There is a second Jenni Murray. Like most of the best radio journalists, she has not been afraid to replace the short interview with the longer, matured book. You, Mr. Vice-Chancellor, will be familiar with Frank Zappa’s observation that “most rock journalism is people who can’t write interviewing people who can’t talk for people who can’t read”. Jenni Murray is clearly into some other kind of journalism. For she can clearly write, she interviews and draws upon the wisdom of highly articulate people, and is read quintessentially by those for whom the written word is important. Two books stand out. The first Is it me or is it hot in here? A Modern Woman’s Guide to the Menopause developed from very personal experience, but it also reflected her concern for what was high on the priorities of many of her listeners. Her second, That’s My Boy, also grew out of her own concerns. Both were conceived in need, deeply researched, and delivered with style. “This is not an academic tome”, she firmly wrote. That is true, but, given an afternoon, the wide range of sources could be listed in footnotes and a very decent offering for some Research Assessment Exercise would be prepared. Earlier this year she was appointed a visiting professor in the University of Westminster, whose Department of Journalism and Mass Communication was ranked top in the last three Guardian annual surveys of university media courses. It is difficult to think of Jenni Murray as a professor (she is too down-to- earth) but there us much to be learned from her writings.
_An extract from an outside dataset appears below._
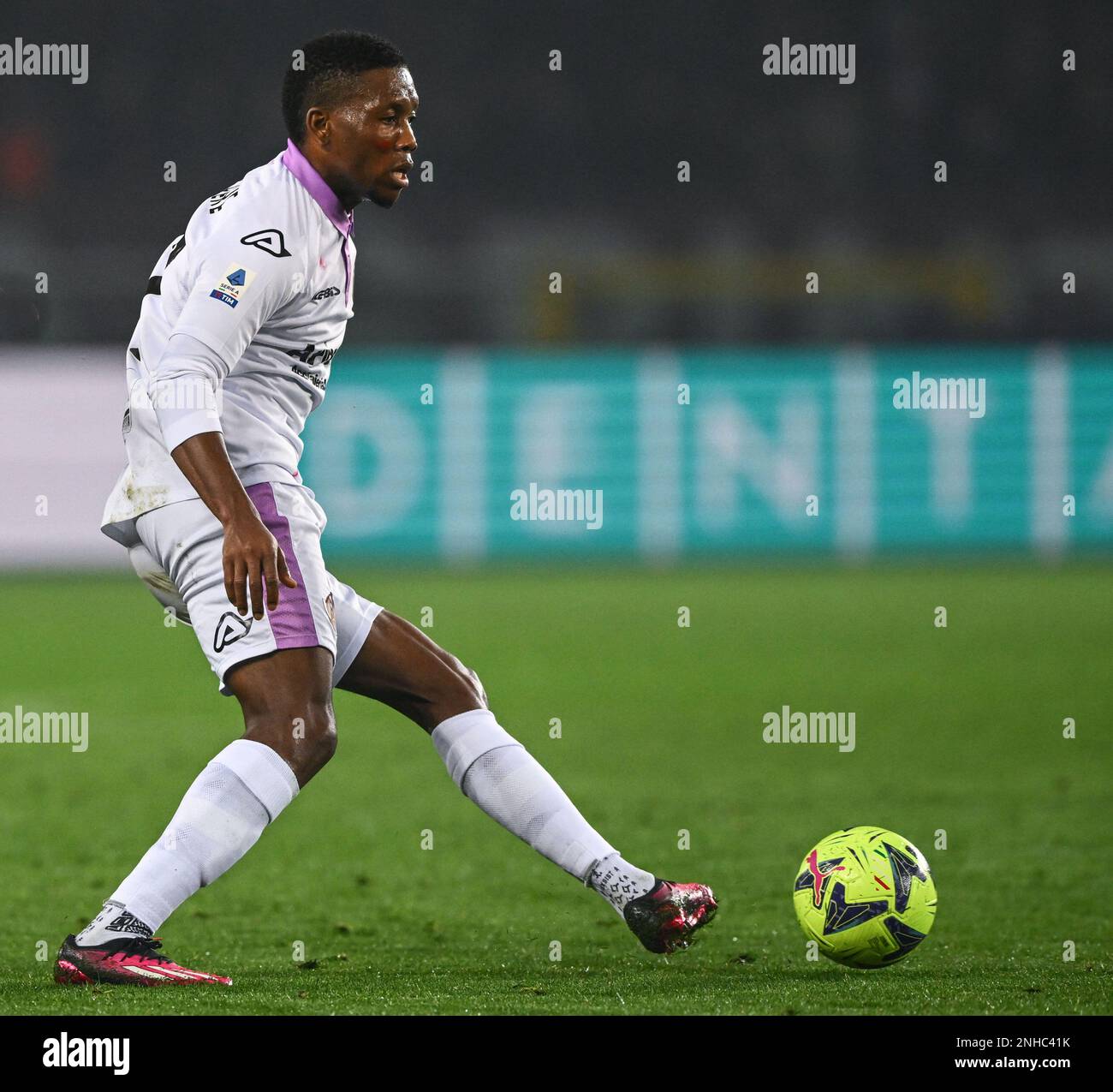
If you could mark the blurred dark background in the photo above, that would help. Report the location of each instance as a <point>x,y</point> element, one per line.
<point>575,170</point>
There is, finally, a third Jenni Murray. One might guess it from her childhood. As she herself has recorded, “I fell out of trees, had to be dragged from near drowning after being the only one to take the dare to walk across the ice on a filthy duck pond, came off a fantastically speedy, home-made go-kart whilst racing downhill, and grazed my knees with alarming regularity from frequent falls in our games of cowboys and Indians”. This is the Jenni Murray who now has a farmhouse home in the Peak District, gets up late, used to ride horses across the moors, potters in her garden, and has a great love of for animals (her eldest son is studying to be a vet). At one point, the family had four dogs, two cats, two horses, a snake, a spider, a parrot, a cockatoo, stick insects, a rabbit, quails, ducks, chicken, pigs and sheep! Her human family was rather smaller, but no less loved. Watching boys play rugby when you neither embrace the game’s niceties (there are some) nor comprehend why people would want to engage in such a violent game voluntarily, is an indication of love and pride. For twenty years she lived with a partner, finally cast off some of the ideology of the 1960s and married him in 2002, reversed parenting roles with equanimity and success, and expressed no little criticism of those women who chose the alternative unthinkingly…unthinkingly.

Is Jenni Murray a feminist? Her inspiration was the redoubtable Barbara Castle, a great champion of women’s interests. “Jenni”, she once said, “I worry about the silly things these young feminists say. I don’t mind whether I am the chair, the chairwoman, or the chairman … so long as I am in the chair!” Just so. It is interesting to note that the sub-titles of her two major books are A Modern Woman’s Guide to the Menopause and A Modern Parent’s Guide to Raising a Happy and Confident Son. I think she is a better judge of her own philosophy than are many commentators. Much of the focus in Women’s Hour now is on issues of masculinity and the emerging movement for men’s rights. Modern and thinking; those are the adjectives that describe her best. Those reflect the qualities that public broadcasting needs and Women’s Hour (and, indeed, The Message) almost always displays.

Much water has flowed under the media bridges since Jenni Murray arrived in Bristol in 1973. Many individuals will have been touched personally by an item on Woman’s Hour; many will have been moved, or enlightened, or challenged by listening in; others will have enjoyed the personal commitment and advice from reading her writings. It, therefore, gives me great pleasure, Mr Vice-Chancellor, to present to you Jenni Murray OBE as eminently worthy of the degree of Doctor of Laws honoris causa.